Instalasi Impian Sang Perupa

foto: pitogoestin
 Saat mata lelah ingin terkatup, badan penat ingin rebah terbaring, kehadiran sebuah bantal bisa menjadi obat meski sekejap. Pun tak peduli saat melihat bantal warna merah muda yang seolah siap mengantar si empunya untuk bermimpi dengan romantis itu ternyata tergeletak di atas sebuah jebakan tikus berbentuk segi empat. Seolah ada pesan yang tersirat. Tergiur untuk berbaring, silahkan saja. Namun jangan menyesal jika saat terbangun tak bisa bermimpi lagi. “Sebuah Umpan”, demikian karya tiga dimensi dari fiberglass yang diolah Purwanto. Pemuda kelahiran Gunungkidul 28 tahun lalu itu pun mengakui, bahwa rintang hidup tak selamanya terlihat menyakitkan, karena bisa menjadi godaan yang terlihat nikmat dan nyaman.

“Saya sebenarnya dihadapkan pada sesuatu yang menjanjikan kemewahan mimpi, tapi sebenarnya bukan target yang ingin saya capai,” kata Purwanto.
 Keresahan akan alam mimpi yang banyak memberikan janji juga dirasakan Achmad Basuki. Lulusan Universitas Negeri Semarang Jurusan Seni Rupa itu mencurahkan isi hatinya soal impiannya untuk segera berkeluarga. Maklumlah, usianya sudah 34 tahun. Sebuah media instalasi seperti robot -- lantaran mempunyai sepasang tangan dan kaki dari stainless– dihadirkannya untuk mewakili impian yang dianggap cukup menghantuinya. Lihatlah tubuh robot yang berbentuk seperti hati dari resin dan berwarna merah. Di dalamnya, bersekat kaca acrilyc, sosok perempuan berkerudung terlihat duduk sembari memandang keluar.

 “Saya ingin mempunyai istri yang solekhah, itu sebuah awalan,” kata Achmad Basuki dalam karyanya “Berkeluarga”.
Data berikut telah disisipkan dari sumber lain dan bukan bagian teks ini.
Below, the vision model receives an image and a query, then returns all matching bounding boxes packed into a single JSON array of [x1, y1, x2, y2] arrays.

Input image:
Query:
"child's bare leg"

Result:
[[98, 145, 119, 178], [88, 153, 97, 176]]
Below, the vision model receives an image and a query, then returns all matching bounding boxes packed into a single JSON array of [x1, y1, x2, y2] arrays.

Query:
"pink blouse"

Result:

 Kelengkapan sebuah keluarga yang diimpikannya pun kian lengkap jika pernak-pernik di atas kedua telapak tangan si robot terpenuhi. Di atas telapak tangan kirinya berdiri miniatu rumah, di tangan kanannya sebuah boneka berbentuk anak laki-laki tengah memandang ke atas.

foto: pitogoestin
Namun, “The Power of Dream”, sebagaimana tema besar dari pameran kompetisi yang disajikan dalam Tujuh Bintang Art Award 2009 di Jogja National Museum pada 15-30 Agustus 2009 itu, diakui Roni Ammer sebagai lika-liku hidup laiknya permainan ular tangga dengan manusia sebagai bidaknya. Ada kekuatan mimpi yang menjadikan seseorang berhasil sehingga bisa mendaki tangga kehidupan untuk hidup senang dan penuh kenikmatan. Seperti tabiat orang yang berhemat menggunakan air, maka hidupnya akan meningkat menjadi seorang konglomerat. Pun laki-laki yang rajin berolah raga, kelak tubuhnya akan terbentuk bagus dan menjadi laki-lai metroseksual. Ada pula kekuatan mimpi yang justru meninabobokkannya untuk terpeleset jatuh dalam pusaran kepahitan hidup yang gelap dan menyakitkan. Seperti saat manusia mengkonsumsi narkoba, maka kematian yang akan menjemputnya. Ataupun ketika seseorang menjadi tikus koruptor, maka hukuman pengadilanlah urusannya. Simaklah karya Roni Ammer, seniman muda dari Institut Seni Indonesia (ISI) Yogyakarta yang berjudul “The Winner” yang menggambarkan papan permainan ular tangga. Jika bisa memenangkan permainan, maka seseorang itulah yang layak disebut The Winner.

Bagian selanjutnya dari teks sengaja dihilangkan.